Le Premier ministre gabonais, Jean-François Ntoutoume Emane, a présenté mardi devant l'Assemblée nationale le programme de son gouvernement "d'ouverture", formé le 27 janvier dernier après la tenue de législatives en décembre 2001, a constaté un journaliste de l'AFP.
Le programme s'articule principalement autour du combat contre "la pauvreté et l'exclusion sous toutes leurs formes" et "la refondation de l'Etat", a expliqué le Premier ministre dans sa déclaration de politique générale.
"Le renforcement de l'Etat de droit" et "la lutte contre la corruption", ainsi que "la poursuite de l'assainissement des finances publiques", seront également au centre des préoccupations du nouveau gouvernement, a-t-il ajouté au cours de son allocution qui a duré plus de deux heures.
Nommé dans ses fonctions en janvier 1999 et reconduit le 26 janvier dernier, M. Ntoutoume Emane a constitué un gouvernement "d'ouverture" intègrant pour la première fois des membres de l'opposition gabonaise, invitée par le président Omar Bongo à participer à l'exécutif.
Dans son discours, le Premier ministre s'est toutefois longuement attardé sur les réalisations de la précédente équipe gouvernementale, précisant que "les mesures déjà engagées vont constituer la base des actions futures du gouvernement".

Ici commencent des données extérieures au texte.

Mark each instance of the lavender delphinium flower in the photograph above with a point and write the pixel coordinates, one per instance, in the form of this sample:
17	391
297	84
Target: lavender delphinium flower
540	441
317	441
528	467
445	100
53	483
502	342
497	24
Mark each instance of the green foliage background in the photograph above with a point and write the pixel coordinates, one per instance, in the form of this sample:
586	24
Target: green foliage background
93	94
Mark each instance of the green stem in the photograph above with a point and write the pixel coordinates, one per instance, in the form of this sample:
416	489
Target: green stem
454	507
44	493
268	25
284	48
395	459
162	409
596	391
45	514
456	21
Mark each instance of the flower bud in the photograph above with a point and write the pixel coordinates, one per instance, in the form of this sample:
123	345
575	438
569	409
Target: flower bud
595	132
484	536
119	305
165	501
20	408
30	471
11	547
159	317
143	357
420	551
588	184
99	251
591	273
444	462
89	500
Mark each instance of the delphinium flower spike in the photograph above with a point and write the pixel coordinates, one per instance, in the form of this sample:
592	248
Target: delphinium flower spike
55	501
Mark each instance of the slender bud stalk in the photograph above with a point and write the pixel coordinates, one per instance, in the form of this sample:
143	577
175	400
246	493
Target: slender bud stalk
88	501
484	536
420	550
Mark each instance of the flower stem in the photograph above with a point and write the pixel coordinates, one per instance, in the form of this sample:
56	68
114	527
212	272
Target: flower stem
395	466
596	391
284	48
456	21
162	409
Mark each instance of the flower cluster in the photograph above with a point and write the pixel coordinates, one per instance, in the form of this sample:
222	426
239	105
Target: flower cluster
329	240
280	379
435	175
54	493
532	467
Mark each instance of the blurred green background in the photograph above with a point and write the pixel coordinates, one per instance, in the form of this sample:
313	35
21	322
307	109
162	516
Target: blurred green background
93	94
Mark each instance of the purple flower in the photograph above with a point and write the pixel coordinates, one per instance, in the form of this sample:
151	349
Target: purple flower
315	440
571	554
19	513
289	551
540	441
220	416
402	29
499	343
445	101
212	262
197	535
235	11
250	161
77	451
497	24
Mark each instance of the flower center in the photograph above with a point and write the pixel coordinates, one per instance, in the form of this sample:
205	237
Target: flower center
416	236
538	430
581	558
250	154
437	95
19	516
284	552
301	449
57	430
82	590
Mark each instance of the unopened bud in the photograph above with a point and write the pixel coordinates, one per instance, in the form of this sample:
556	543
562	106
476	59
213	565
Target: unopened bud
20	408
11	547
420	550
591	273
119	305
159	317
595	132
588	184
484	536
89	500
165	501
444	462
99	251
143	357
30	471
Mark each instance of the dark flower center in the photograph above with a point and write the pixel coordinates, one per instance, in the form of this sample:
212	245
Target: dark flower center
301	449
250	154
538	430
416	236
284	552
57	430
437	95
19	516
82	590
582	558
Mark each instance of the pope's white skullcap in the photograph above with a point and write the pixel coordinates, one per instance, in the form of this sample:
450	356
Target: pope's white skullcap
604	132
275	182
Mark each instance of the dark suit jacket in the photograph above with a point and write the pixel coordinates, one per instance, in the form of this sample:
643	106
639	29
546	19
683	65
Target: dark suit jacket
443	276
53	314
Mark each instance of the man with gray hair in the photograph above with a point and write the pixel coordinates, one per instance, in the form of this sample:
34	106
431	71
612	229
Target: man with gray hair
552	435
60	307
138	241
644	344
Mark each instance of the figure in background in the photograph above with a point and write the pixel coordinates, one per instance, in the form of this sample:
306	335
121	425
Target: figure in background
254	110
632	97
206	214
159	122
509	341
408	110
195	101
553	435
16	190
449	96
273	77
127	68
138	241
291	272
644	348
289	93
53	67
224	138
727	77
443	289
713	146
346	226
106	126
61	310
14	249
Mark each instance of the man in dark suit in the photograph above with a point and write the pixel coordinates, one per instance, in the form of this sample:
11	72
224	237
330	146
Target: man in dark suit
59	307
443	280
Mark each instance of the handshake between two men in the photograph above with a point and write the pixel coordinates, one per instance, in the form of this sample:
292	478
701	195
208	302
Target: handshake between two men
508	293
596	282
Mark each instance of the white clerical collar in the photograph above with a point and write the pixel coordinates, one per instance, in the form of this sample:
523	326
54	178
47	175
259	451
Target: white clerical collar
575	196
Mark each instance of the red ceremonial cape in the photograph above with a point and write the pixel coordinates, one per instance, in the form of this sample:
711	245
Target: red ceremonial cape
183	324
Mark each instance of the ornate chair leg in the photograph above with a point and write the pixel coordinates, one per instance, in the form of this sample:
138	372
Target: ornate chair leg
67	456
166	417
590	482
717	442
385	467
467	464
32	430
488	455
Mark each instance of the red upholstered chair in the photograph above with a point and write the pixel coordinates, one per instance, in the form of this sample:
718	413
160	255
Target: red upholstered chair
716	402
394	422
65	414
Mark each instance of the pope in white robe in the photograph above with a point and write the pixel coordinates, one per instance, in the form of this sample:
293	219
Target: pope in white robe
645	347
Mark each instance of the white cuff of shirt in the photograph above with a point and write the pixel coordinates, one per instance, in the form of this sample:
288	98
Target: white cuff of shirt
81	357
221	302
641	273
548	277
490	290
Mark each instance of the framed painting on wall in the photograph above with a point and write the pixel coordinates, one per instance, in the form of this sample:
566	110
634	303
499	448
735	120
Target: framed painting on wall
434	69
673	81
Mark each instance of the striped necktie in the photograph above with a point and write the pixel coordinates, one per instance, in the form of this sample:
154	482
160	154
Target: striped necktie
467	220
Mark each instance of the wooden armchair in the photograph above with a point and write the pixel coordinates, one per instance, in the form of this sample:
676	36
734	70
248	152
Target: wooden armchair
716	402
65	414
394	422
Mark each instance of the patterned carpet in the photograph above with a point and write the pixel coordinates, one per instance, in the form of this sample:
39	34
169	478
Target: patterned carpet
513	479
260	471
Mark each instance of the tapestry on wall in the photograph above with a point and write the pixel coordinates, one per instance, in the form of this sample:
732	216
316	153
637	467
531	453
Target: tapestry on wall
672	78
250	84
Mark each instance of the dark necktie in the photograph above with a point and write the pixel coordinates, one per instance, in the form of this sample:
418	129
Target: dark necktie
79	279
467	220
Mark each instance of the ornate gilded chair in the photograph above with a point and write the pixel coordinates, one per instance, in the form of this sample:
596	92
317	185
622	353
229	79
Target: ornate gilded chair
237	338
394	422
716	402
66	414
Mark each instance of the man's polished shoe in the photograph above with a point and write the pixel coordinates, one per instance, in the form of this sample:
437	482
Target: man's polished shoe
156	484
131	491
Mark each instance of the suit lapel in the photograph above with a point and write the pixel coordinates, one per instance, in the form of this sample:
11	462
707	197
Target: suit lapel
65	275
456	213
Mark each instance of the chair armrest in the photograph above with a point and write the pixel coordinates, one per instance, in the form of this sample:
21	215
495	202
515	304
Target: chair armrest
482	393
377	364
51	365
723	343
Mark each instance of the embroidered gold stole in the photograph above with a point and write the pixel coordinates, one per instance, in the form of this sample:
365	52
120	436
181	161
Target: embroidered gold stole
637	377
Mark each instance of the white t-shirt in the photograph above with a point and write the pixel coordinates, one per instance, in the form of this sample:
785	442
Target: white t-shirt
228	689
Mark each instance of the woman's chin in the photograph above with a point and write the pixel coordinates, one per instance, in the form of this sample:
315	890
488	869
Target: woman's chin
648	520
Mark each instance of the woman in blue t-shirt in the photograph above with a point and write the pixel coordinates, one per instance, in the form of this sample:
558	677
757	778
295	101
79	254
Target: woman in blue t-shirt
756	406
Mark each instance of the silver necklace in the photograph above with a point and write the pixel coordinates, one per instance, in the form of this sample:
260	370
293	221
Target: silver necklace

Le Pacte national de Solidarité et de développement (du président Bongo lors de la présidentielle de 1998) "sera la principale source d'inspiration du programme d'action que je décline devant vous", a-t-il encore ajouté.
"La moralisation des moeurs politico-administratives et financières dans notre pays constitue l'un des tout premiers chantiers auquel ce gouvernement va s'atteler", a poursuivi M. Ntoutoume Emane, rappelant la création dans l'actuel gouvernement d'un ministère chargé de la lutte contre la corruption.
Pour renforcer l'autorité de l'Etat, le nouveau gouvernement entend poursuivre "la réforme administrative déjà initiée" et renforcer les moyens humains et matériels des forces de sécurité (police et armée).
Le Premier ministre, qui a expliqué "la progression de la pauvreté" au Gabon par la montée du chômage, a par ailleurs promis un programme pour la création de "1.000 micro-projets" représentant à terme quelque 3.000 emplois.
"Dans un contexte de déclin du secteur pétrolier", le gouvernement poursuivra "l'assainissement des finances publiques par l'amélioration du rendement fiscal et la maîtrise des dépenses publiques", a-t-il indiqué M. Ntoutoume Emane.
Cette volonté se traduira notamment par l'élargissement de l'assiette de l'impôt, la réduction des niches fiscales, a-t-il ajouté, évoquant aussi la création d'un impôt foncier.
Le gouvernement poursuivra aussi le remboursement de la dette, intérieure et extérieure, du Gabon, tout en gardant comme objectif la réduction de la pauvreté.